A few other memorable (to me, at least) moments of the trip so far:
-Driving through North Dakota, I perkily suggested playing the "Categories" game--one person picks a category, like Billboards or Semi-Trucks, and then counts out loud every time they see something in that category. The other players try to guess their category. I chose "Pick-Up Trucks." And then several long, loaded minutes went by on that flat plains highway. No vehicles from either direction. No billboards. No buildings. Just grass, grass, and more wind-blown grass. The kids basically declared "This game totally sucks" in their three-year-old and six-year-old ways, and the van exploded into a chaos of backseat bickering when they realized their only hope for entertainment was to pick on one another. Brian thought it was hilarious that I'd thought there would be enough different categories of anything on a North Dakota interstate. I admitted defeat and resigned my position as van entertainment director and took the driver's seat for the rest of the day.
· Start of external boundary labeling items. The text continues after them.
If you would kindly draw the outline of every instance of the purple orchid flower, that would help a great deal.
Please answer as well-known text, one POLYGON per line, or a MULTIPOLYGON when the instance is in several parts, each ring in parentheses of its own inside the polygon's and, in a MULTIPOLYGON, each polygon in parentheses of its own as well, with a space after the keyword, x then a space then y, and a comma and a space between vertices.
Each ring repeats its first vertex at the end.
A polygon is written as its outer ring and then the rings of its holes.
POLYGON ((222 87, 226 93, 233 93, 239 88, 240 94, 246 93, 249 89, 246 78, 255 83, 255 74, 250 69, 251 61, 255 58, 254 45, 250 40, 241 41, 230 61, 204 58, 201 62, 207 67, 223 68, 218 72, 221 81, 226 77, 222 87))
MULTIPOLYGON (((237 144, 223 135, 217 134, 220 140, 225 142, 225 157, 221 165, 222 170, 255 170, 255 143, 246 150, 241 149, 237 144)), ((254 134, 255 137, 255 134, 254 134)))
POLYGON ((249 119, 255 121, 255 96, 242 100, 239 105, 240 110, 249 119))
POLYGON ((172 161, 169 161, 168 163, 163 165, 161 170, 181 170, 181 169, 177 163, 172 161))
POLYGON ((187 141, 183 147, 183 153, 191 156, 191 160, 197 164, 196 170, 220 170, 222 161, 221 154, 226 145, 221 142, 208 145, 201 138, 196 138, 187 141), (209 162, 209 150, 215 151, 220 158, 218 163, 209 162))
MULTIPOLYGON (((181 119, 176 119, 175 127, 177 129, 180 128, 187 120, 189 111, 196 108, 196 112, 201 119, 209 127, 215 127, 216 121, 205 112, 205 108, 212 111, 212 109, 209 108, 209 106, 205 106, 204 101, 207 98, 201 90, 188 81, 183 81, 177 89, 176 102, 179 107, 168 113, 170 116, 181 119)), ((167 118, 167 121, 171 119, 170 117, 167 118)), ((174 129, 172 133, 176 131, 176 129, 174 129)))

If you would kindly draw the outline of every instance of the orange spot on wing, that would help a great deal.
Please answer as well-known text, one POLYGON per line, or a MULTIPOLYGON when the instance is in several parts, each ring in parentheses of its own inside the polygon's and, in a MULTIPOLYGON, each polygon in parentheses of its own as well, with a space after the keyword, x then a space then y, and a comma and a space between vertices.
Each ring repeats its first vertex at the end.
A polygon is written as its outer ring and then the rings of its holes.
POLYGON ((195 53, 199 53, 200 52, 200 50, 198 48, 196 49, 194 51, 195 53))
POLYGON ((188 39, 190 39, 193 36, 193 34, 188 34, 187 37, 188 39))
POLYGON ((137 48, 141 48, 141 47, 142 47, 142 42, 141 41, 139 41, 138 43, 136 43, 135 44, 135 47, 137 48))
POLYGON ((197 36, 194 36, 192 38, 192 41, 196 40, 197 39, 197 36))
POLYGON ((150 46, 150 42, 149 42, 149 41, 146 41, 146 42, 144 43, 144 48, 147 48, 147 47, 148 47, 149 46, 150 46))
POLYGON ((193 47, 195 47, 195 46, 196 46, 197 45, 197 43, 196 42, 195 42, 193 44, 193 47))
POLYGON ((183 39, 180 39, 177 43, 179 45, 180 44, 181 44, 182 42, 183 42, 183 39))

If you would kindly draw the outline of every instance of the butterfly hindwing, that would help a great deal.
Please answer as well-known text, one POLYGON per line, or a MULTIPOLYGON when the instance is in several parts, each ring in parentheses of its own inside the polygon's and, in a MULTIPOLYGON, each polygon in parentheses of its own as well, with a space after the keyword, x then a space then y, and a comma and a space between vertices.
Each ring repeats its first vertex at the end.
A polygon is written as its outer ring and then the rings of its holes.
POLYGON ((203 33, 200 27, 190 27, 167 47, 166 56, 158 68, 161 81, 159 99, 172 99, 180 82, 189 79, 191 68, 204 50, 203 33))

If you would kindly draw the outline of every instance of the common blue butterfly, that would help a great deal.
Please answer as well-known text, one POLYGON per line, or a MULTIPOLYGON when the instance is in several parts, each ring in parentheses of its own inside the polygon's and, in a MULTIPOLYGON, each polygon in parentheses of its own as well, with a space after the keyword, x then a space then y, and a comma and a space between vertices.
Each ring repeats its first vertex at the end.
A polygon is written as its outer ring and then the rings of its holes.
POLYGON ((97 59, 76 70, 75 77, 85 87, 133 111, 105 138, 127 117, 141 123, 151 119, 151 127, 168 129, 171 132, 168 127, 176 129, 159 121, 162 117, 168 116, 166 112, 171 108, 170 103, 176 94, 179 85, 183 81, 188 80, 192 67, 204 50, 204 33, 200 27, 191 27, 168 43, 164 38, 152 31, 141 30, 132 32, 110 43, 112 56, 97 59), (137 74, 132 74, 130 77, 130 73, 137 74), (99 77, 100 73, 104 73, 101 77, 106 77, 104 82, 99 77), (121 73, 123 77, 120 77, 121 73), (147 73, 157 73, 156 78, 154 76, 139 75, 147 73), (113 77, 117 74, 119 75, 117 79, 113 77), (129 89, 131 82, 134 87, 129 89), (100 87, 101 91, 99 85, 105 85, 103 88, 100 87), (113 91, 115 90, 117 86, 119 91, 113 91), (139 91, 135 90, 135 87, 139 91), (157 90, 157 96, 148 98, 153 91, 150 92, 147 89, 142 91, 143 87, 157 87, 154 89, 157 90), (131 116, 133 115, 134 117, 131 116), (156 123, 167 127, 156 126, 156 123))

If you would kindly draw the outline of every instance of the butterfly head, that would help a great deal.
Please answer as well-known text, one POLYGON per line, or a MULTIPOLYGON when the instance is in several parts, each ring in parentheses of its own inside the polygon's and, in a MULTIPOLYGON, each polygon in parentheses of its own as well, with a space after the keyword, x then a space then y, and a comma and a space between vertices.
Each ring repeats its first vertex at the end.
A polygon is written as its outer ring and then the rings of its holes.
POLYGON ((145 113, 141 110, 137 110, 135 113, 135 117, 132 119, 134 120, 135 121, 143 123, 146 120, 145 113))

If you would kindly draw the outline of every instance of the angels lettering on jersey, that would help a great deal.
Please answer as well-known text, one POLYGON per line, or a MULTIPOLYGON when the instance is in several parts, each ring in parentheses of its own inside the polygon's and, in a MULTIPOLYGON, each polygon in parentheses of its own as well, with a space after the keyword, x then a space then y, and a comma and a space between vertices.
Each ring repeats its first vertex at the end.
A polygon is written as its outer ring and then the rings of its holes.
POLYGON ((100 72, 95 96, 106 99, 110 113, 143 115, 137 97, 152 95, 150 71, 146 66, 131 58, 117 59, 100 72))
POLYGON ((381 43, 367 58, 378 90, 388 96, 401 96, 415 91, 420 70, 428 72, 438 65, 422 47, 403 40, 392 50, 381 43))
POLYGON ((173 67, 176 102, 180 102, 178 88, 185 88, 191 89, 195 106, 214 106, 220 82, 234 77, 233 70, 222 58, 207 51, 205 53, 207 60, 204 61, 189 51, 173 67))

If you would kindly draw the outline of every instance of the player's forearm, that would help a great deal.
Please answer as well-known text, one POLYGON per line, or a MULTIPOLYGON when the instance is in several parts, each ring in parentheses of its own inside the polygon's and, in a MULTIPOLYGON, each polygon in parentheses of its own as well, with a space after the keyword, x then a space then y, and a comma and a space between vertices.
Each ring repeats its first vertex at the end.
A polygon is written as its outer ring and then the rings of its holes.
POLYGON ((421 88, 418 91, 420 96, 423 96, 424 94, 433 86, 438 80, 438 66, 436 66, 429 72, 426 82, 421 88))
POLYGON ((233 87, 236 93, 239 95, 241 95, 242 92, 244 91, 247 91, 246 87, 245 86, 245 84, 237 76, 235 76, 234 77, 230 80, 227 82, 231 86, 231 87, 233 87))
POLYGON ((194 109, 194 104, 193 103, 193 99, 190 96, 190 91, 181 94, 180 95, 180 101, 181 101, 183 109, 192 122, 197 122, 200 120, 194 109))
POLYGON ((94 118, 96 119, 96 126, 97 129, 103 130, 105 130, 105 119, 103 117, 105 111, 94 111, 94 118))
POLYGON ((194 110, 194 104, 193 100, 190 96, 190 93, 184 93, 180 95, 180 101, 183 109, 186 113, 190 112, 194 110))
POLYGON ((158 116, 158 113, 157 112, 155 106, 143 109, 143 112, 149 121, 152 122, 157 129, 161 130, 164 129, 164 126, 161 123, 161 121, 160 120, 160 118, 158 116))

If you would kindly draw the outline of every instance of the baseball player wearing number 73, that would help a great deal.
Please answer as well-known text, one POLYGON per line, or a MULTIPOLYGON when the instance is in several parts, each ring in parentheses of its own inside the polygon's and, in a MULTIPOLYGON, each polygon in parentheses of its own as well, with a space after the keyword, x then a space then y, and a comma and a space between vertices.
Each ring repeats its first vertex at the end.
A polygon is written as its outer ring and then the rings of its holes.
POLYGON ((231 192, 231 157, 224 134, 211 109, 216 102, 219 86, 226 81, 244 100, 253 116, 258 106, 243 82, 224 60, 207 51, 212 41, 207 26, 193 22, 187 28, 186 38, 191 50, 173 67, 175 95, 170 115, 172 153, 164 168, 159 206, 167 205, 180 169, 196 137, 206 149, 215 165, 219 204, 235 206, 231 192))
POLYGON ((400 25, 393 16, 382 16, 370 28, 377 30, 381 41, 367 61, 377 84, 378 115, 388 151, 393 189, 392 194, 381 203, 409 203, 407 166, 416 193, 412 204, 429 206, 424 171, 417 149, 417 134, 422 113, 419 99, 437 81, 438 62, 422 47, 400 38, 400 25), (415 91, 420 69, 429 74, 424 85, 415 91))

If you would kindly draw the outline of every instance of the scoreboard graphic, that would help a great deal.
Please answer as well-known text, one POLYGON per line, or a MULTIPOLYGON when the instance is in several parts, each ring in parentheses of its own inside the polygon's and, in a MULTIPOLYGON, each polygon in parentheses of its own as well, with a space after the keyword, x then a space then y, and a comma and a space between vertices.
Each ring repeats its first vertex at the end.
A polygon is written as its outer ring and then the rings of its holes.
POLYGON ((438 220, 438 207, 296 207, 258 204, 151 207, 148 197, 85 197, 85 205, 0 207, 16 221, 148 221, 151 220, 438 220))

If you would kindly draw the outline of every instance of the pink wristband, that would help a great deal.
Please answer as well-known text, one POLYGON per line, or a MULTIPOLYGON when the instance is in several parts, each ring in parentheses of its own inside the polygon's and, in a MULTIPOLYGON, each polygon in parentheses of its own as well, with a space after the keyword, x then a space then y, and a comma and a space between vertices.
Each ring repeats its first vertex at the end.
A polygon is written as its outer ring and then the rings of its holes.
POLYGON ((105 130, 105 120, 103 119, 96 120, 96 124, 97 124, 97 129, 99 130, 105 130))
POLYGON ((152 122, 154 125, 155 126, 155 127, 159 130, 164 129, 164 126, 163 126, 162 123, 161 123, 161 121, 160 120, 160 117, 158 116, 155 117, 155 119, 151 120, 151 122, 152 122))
-Bridger, Cass, and I came up with a pool game in which Cassidy was a catfish, Bridger was her friend the killer whale, and I was a shark trying to eat Cassidy's kittenfish. At one point Cassidy described to Brian her predatory kittenfish's favorite dessert: "Raspberry pie with human teeth, a baby calf, and chocolate ice cream on top."
Tomorrow we head to Glacier National Park for one night of camping before we go to my in-laws' place to spend 4th of July with them. It'll be our first time at Glacier with the kids, and I wish we could stay longer, but between camping with friends in Minnesota last weekend and trying to get to Conrad for the 4th, there just wasn't much time left. I hope to be grateful for the time I get in Glacier rather than greedy for more, trusting that there will be longer visits in our future. It almost seems silly to subject us all to several more hours of driving for only a few hours in Glacier. But I think once I'm there I'll remember why I feel so determined to get back there, even for just a day.